Evidence from Addiction Treatment Studies

Paradoxically, the ketamine-for-addiction literature provides some reassurance about the feasibility of administering ketamine to patients with active or remitted substance use disorders. Across published clinical trials of ketamine for alcohol, cocaine, and opioid use disorders -- populations with inherently elevated substance abuse risk -- no cases of emergent ketamine use disorder or problematic ketamine-seeking behavior have been reported (Dakwar et al., 2020). This suggests that the supervised, therapeutic context and the structured psychotherapeutic framework may mitigate abuse risk even in high-risk populations.

Risk Mitigation Strategies for SUD Patients

When ketamine therapy is considered for patients with comorbid SUDs:

  • Require active engagement in SUD-specific treatment (counseling, mutual support groups, medication-assisted treatment)
  • Administer ketamine exclusively in supervised clinical settings (no take-home formulations)
  • Intensify monitoring with weekly substance use assessment and regular urine drug screening
  • Involve addiction medicine specialists in treatment planning and monitoring
  • Establish a priori discontinuation criteria (positive drug screens, missed appointments, behavioral concerns)
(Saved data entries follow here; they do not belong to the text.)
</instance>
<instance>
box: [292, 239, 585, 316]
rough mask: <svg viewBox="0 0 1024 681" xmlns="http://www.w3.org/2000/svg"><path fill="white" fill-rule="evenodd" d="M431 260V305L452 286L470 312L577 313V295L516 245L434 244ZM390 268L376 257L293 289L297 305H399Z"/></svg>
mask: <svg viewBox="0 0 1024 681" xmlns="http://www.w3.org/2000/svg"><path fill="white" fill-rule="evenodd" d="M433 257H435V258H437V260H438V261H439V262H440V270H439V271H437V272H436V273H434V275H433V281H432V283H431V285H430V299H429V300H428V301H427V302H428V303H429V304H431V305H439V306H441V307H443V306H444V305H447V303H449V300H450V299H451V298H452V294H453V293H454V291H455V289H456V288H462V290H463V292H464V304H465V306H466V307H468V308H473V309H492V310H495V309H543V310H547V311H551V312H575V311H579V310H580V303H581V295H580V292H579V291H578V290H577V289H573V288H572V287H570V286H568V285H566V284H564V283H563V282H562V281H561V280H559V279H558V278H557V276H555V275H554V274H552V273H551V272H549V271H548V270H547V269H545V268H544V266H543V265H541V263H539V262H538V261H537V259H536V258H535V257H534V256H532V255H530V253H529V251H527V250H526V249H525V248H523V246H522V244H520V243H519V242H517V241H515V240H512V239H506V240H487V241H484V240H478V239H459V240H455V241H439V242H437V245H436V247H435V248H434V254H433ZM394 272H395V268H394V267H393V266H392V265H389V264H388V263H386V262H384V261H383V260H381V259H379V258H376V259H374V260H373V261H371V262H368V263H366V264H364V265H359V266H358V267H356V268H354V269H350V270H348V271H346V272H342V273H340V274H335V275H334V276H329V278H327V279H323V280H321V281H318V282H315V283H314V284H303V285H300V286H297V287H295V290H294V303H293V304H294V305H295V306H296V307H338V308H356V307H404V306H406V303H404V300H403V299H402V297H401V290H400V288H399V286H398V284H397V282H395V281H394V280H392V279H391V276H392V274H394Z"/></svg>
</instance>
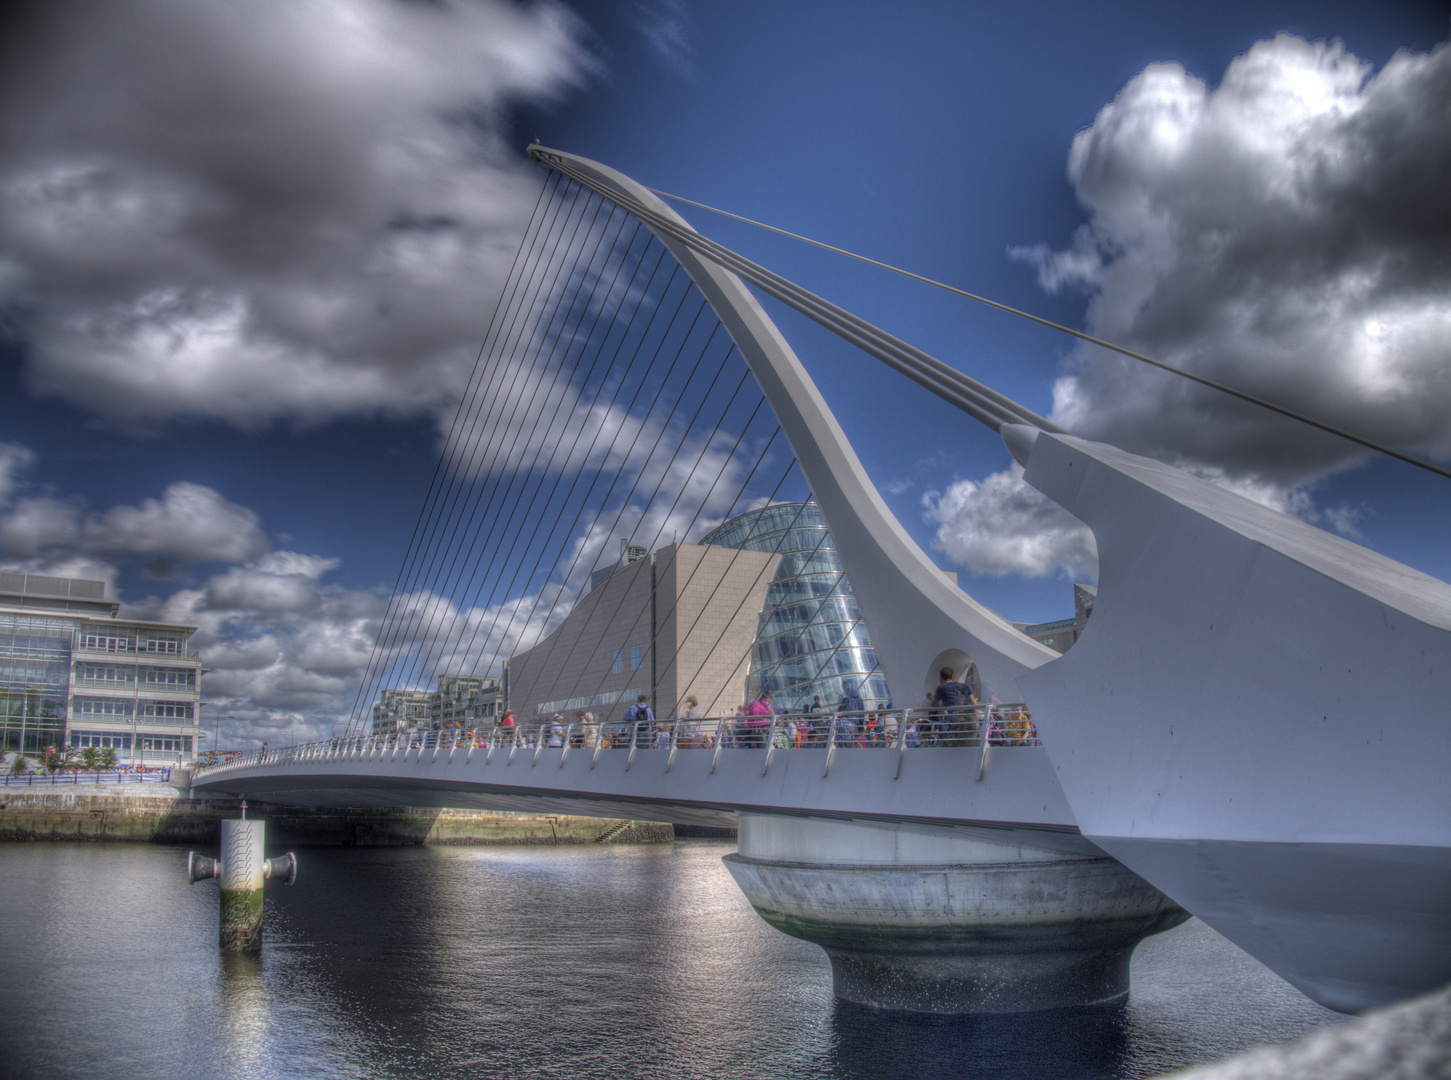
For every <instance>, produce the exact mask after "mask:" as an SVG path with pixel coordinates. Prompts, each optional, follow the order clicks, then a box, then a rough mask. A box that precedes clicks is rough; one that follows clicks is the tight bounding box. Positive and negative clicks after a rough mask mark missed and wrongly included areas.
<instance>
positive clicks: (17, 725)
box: [0, 573, 202, 765]
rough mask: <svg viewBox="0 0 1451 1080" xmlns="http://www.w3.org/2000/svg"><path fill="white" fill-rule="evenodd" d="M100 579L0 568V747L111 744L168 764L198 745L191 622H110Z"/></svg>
mask: <svg viewBox="0 0 1451 1080" xmlns="http://www.w3.org/2000/svg"><path fill="white" fill-rule="evenodd" d="M104 589H106V586H104V582H99V581H81V579H75V578H52V576H45V575H36V573H29V575H26V573H0V723H3V730H0V746H3V749H4V750H7V752H22V753H25V755H26V756H38V755H41V753H44V750H45V748H46V746H57V745H61V743H68V745H70V746H73V748H75V749H86V748H89V746H94V748H99V749H112V750H115V753H116V759H118V762H119V764H120V765H177V764H181V762H186V761H192V759H193V758H194V755H196V750H197V749H199V748H197V745H196V742H197V729H199V723H200V717H199V713H200V704H202V660H200V658H199V656H197V655H196V653H194V652H192V650H190V649H189V642H190V639H192V634H193V633H194V631H196V627H192V626H177V624H171V623H148V621H131V620H119V618H116V613H118V608H119V604H116V602H115V601H107V600H106V598H104Z"/></svg>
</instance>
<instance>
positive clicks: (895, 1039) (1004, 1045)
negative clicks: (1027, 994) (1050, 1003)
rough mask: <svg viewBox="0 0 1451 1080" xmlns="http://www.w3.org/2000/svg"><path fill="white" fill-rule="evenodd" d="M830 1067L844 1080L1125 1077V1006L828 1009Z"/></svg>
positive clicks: (1056, 1078)
mask: <svg viewBox="0 0 1451 1080" xmlns="http://www.w3.org/2000/svg"><path fill="white" fill-rule="evenodd" d="M831 1032H833V1041H831V1054H830V1057H829V1068H830V1074H831V1076H833V1077H840V1079H842V1080H868V1079H871V1080H895V1079H897V1077H901V1079H903V1080H907V1079H908V1077H910V1079H911V1080H939V1079H946V1077H953V1080H958V1077H984V1080H987V1079H990V1077H991V1079H997V1077H1003V1079H1004V1080H1007V1079H1010V1077H1013V1079H1016V1077H1037V1079H1039V1080H1058V1077H1062V1079H1064V1080H1097V1079H1098V1077H1104V1080H1110V1079H1111V1077H1119V1076H1123V1074H1125V1057H1126V1050H1127V1032H1126V1018H1125V1006H1123V1003H1116V1005H1107V1006H1096V1007H1088V1009H1058V1010H1053V1012H1049V1013H1029V1015H1007V1016H917V1015H913V1013H882V1012H876V1010H872V1009H866V1007H863V1006H859V1005H852V1003H849V1002H836V1003H834V1007H833V1010H831Z"/></svg>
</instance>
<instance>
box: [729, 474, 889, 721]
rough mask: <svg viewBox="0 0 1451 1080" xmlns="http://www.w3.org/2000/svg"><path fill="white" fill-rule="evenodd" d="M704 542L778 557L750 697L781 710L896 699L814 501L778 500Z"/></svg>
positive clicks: (742, 516) (769, 593) (751, 678)
mask: <svg viewBox="0 0 1451 1080" xmlns="http://www.w3.org/2000/svg"><path fill="white" fill-rule="evenodd" d="M701 543H702V544H712V546H717V547H736V549H743V550H750V552H762V553H766V555H779V556H781V563H779V565H778V568H776V572H775V575H773V578H772V581H770V586H769V588H768V589H766V598H765V604H763V605H762V610H760V615H759V621H757V627H756V642H755V646H753V647H752V656H750V674H749V675H747V678H746V698H747V700H749V698H753V697H756V695H757V694H760V691H762V690H769V691H770V692H772V694H775V697H776V708H778V711H785V710H792V711H794V710H801V708H805V707H808V705H810V704H811V698H813V697H820V698H821V705H823V707H824V708H834V707H836V704H837V703H839V701H840V700H842V695H843V694H846V691H847V688H856V690H859V692H860V695H862V698H863V701H865V703H866V704H868V705H869V707H871V705H876V704H885V703H888V701H891V691H889V690H888V687H887V676H885V675H882V672H881V669H879V666H878V663H876V650H875V649H874V647H872V639H871V634H869V633H868V631H866V623H865V621H863V618H862V613H860V610H859V608H858V605H856V597H855V595H853V594H852V582H850V581H847V578H846V570H844V568H843V566H842V559H840V557H839V556H837V553H836V546H834V544H833V543H831V534H830V531H827V527H826V520H824V518H823V517H821V511H820V510H818V508H817V505H815V502H781V504H775V505H770V507H762V508H760V510H755V511H750V512H749V514H741V515H740V517H734V518H731V520H730V521H727V523H724V524H723V525H720V527H718V528H715V530H714V531H712V533H710V534H708V536H705V539H702V540H701Z"/></svg>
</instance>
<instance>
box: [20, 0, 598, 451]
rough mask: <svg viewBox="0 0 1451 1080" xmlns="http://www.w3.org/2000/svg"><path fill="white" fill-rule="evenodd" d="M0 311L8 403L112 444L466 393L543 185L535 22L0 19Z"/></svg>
mask: <svg viewBox="0 0 1451 1080" xmlns="http://www.w3.org/2000/svg"><path fill="white" fill-rule="evenodd" d="M7 19H9V26H7V30H9V35H7V41H9V45H7V48H6V55H4V78H3V80H0V302H4V303H7V305H9V306H10V308H12V311H13V312H16V315H17V322H16V330H17V332H19V334H20V335H22V338H23V340H25V341H26V344H28V347H29V348H28V357H29V359H28V367H26V377H28V380H29V383H30V385H32V386H33V388H36V389H41V390H45V392H51V393H58V395H62V396H65V398H68V399H70V401H73V402H77V404H78V405H81V406H84V408H89V409H93V411H96V412H99V414H103V415H106V417H110V418H113V420H119V421H122V422H128V424H135V425H148V424H157V422H163V421H167V420H171V418H178V417H203V418H221V420H225V421H231V422H234V424H239V425H257V424H263V422H267V421H270V420H273V418H279V417H287V418H300V420H325V418H329V417H335V415H360V414H374V412H387V414H395V415H396V414H418V412H427V411H429V409H434V408H438V406H440V405H443V404H444V402H447V401H448V399H451V398H454V396H456V395H457V393H459V392H460V390H461V388H463V383H464V380H466V379H467V373H469V370H470V367H472V364H473V359H474V353H476V350H477V344H479V338H480V337H482V334H483V330H485V325H483V321H485V319H486V318H488V311H485V306H483V305H482V303H480V298H486V296H489V295H490V293H492V292H496V290H498V289H499V286H501V285H502V279H503V274H505V273H506V270H508V266H509V261H511V258H512V255H514V245H515V244H517V242H518V234H519V229H521V225H522V222H524V221H525V219H527V218H528V212H530V206H531V205H533V202H534V197H535V195H537V192H538V187H540V183H541V181H543V176H541V173H540V171H538V170H537V168H535V167H533V165H530V164H527V163H525V161H524V158H522V154H521V152H519V150H521V148H518V147H508V145H503V142H502V136H503V134H505V132H506V119H508V112H509V109H511V107H512V106H514V105H515V103H521V102H528V100H541V99H547V97H551V96H556V94H559V93H562V91H563V90H566V89H567V87H570V86H575V84H577V83H579V80H580V78H582V77H585V75H586V74H588V71H589V70H591V67H592V61H591V60H589V58H588V57H586V54H585V52H583V51H582V48H580V44H579V39H580V26H579V23H577V20H576V19H575V16H572V15H570V13H569V12H567V9H564V7H562V6H559V4H551V3H535V4H527V6H521V4H514V3H508V1H506V0H457V1H456V3H437V4H435V3H400V1H398V0H318V1H316V3H295V1H293V0H229V1H228V3H206V4H196V3H186V1H184V0H136V1H135V3H128V4H87V3H80V1H78V0H45V1H44V3H22V4H19V6H17V7H16V9H15V10H13V12H12V13H10V15H9V16H7Z"/></svg>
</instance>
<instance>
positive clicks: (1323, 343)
mask: <svg viewBox="0 0 1451 1080" xmlns="http://www.w3.org/2000/svg"><path fill="white" fill-rule="evenodd" d="M1068 173H1069V179H1071V180H1072V184H1074V190H1075V192H1077V195H1078V199H1080V200H1081V202H1082V205H1084V206H1085V208H1087V210H1088V222H1087V224H1085V225H1084V226H1082V228H1081V229H1080V231H1078V234H1077V237H1075V238H1074V244H1072V245H1071V247H1069V248H1066V250H1062V251H1051V250H1048V248H1045V247H1037V248H1032V250H1022V251H1019V254H1020V257H1024V258H1029V260H1032V261H1035V263H1036V266H1037V267H1039V276H1040V282H1042V285H1043V286H1045V287H1048V289H1051V290H1056V289H1065V287H1078V289H1084V290H1087V292H1090V295H1091V299H1090V305H1088V328H1090V330H1091V331H1093V332H1094V334H1097V335H1100V337H1106V338H1109V340H1111V341H1117V343H1120V344H1125V345H1129V347H1130V348H1135V350H1139V351H1143V353H1148V354H1149V356H1155V357H1158V359H1161V360H1165V361H1168V363H1172V364H1175V366H1180V367H1185V369H1188V370H1193V372H1196V373H1200V375H1206V376H1209V377H1212V379H1216V380H1220V382H1226V383H1230V385H1233V386H1238V388H1242V389H1245V390H1249V392H1252V393H1255V395H1259V396H1262V398H1268V399H1271V401H1275V402H1280V404H1284V405H1288V406H1290V408H1294V409H1299V411H1302V412H1307V414H1310V415H1315V417H1318V418H1322V420H1326V421H1329V422H1332V424H1336V425H1341V427H1344V428H1348V430H1352V431H1357V433H1360V434H1364V435H1368V437H1371V438H1376V440H1378V441H1384V443H1389V444H1393V446H1399V447H1407V449H1413V450H1419V451H1423V453H1431V454H1436V456H1447V454H1451V200H1448V199H1447V195H1445V193H1447V190H1448V184H1451V46H1448V45H1447V44H1442V45H1438V46H1436V48H1435V49H1432V51H1431V52H1426V54H1412V52H1397V54H1396V55H1394V57H1393V58H1392V60H1390V61H1389V62H1387V64H1386V67H1384V68H1383V70H1381V71H1378V73H1374V71H1373V68H1371V65H1370V64H1368V62H1365V61H1362V60H1360V58H1358V57H1355V55H1354V54H1351V52H1348V51H1347V49H1345V48H1344V45H1341V44H1338V42H1307V41H1303V39H1300V38H1296V36H1291V35H1286V33H1281V35H1278V36H1277V38H1274V39H1273V41H1262V42H1258V44H1255V45H1254V46H1252V48H1251V49H1249V51H1248V52H1245V54H1244V55H1241V57H1236V58H1235V61H1233V62H1232V64H1230V65H1229V68H1228V70H1226V71H1225V75H1223V78H1222V80H1220V83H1219V86H1216V87H1210V86H1206V84H1204V83H1203V81H1201V80H1199V78H1194V77H1193V75H1190V74H1188V73H1185V71H1184V68H1183V67H1180V65H1178V64H1154V65H1151V67H1148V68H1145V70H1143V71H1142V73H1140V74H1139V75H1136V77H1135V78H1133V80H1130V81H1129V84H1127V86H1125V87H1123V90H1122V91H1120V93H1119V94H1117V97H1114V100H1113V102H1110V103H1109V105H1107V106H1104V107H1103V110H1101V112H1100V113H1098V116H1097V118H1096V120H1094V123H1093V126H1090V128H1088V129H1085V131H1082V132H1080V134H1078V136H1077V138H1075V139H1074V145H1072V151H1071V154H1069V164H1068ZM1053 399H1055V404H1053V417H1055V420H1058V421H1061V422H1064V424H1065V425H1066V427H1069V428H1072V430H1074V431H1077V433H1080V434H1084V435H1087V437H1093V438H1103V440H1106V441H1111V443H1116V444H1119V446H1123V447H1126V449H1130V450H1136V451H1139V453H1148V454H1152V456H1156V457H1161V459H1165V460H1171V462H1175V463H1180V465H1199V466H1204V467H1209V469H1217V470H1222V472H1223V473H1225V475H1226V476H1229V478H1238V479H1241V480H1249V482H1254V483H1261V485H1262V483H1268V485H1273V486H1275V488H1278V489H1280V492H1281V496H1283V495H1284V492H1287V491H1288V489H1291V488H1294V486H1299V485H1303V483H1306V482H1309V480H1313V479H1316V478H1319V476H1323V475H1325V473H1328V472H1331V470H1333V469H1336V467H1341V466H1344V465H1347V463H1349V462H1352V460H1357V459H1360V457H1362V456H1364V451H1362V450H1361V449H1360V447H1355V446H1352V444H1349V443H1344V441H1341V440H1336V438H1332V437H1329V435H1323V434H1319V433H1315V431H1312V430H1309V428H1306V427H1303V425H1300V424H1296V422H1293V421H1287V420H1283V418H1278V417H1275V415H1273V414H1268V412H1267V411H1262V409H1258V408H1254V406H1249V405H1245V404H1241V402H1236V401H1233V399H1230V398H1228V396H1225V395H1222V393H1217V392H1214V390H1210V389H1206V388H1200V386H1196V385H1193V383H1188V382H1187V380H1183V379H1178V377H1175V376H1171V375H1165V373H1158V372H1152V370H1148V369H1145V367H1143V366H1142V364H1138V363H1136V361H1132V360H1127V359H1122V357H1111V356H1104V354H1103V353H1101V351H1098V350H1093V348H1087V347H1085V348H1080V351H1078V354H1077V357H1075V360H1074V363H1072V370H1071V372H1069V373H1068V375H1065V376H1064V377H1062V379H1059V382H1058V385H1056V386H1055V393H1053Z"/></svg>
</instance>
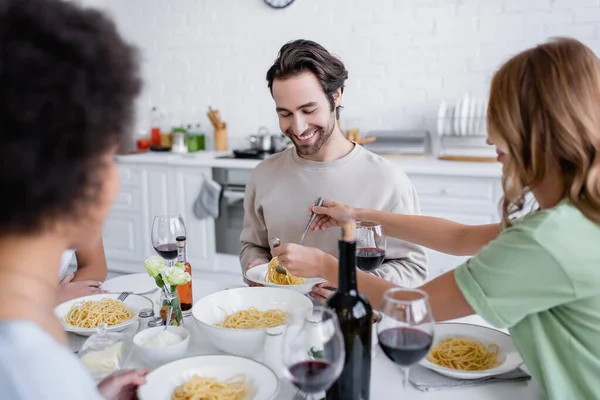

Comparison with Other Controlled Substance Prescribing

The risk management approach for therapeutic ketamine can be informed by established frameworks for other controlled substances with abuse potential prescribed in clinical settings -- including stimulants for ADHD, benzodiazepines for anxiety, and opioids for chronic pain. Each of these contexts involves prescribing an inherently reinforcing substance to populations that may include individuals at elevated misuse risk, and each has developed risk mitigation strategies (screening, monitoring, treatment agreements, supervised prescribing) that can be adapted for ketamine.

The abuse potential of sub-anesthetic ketamine, when administered in therapeutic contexts with appropriate safeguards, appears to be lower than that of prescribed opioids and comparable to or less than that of prescribed benzodiazepines (Schak et al., 2016). This comparison, while imperfect, provides clinical context for the level of monitoring and safeguarding that is proportionate to the risk.

Regulatory Framework Considerations

REMS Program for Esketamine

The esketamine REMS program provides a regulatory template for managed risk, requiring administration in certified healthcare settings, supervised by healthcare providers, with observation for a minimum of two hours post-administration. The program restricts dispensing to certified pharmacies and requires patient enrollment in a registry. These safeguards have been effective in preventing widespread diversion or misuse within the approved esketamine treatment population (FDA, 2019).

Generic Ketamine: Regulatory Gap

Off-label racemic ketamine lacks a comparable regulatory framework, creating a gap in standardized abuse prevention. The absence of REMS, the availability of compounded oral formulations for home use, and the lack of mandatory prescriber certification create conditions that may be more permissive of misuse than the esketamine model. Professional society guidelines (Sanacora et al., 2017) provide voluntary best-practice recommendations, but adherence is variable across clinical settings.

Conclusion

The abuse potential of therapeutic ketamine is a manageable but non-negligible safety concern that requires systematic risk stratification, structural safeguards, and ongoing behavioral monitoring. The inherent reinforcing properties of ketamine, combined with the vulnerability of many patients receiving treatment, necessitate a clinical approach that balances therapeutic access against abuse prevention. Evidence from clinical trials -- including studies in substance use disorder populations -- suggests that the supervised therapeutic context substantially mitigates abuse risk. Implementation of risk stratification tools, supervised administration protocols, take-home prescribing safeguards, and behavioral monitoring frameworks provides a comprehensive approach to maintaining the favorable safety profile of therapeutic ketamine while preserving access for patients who stand to benefit most.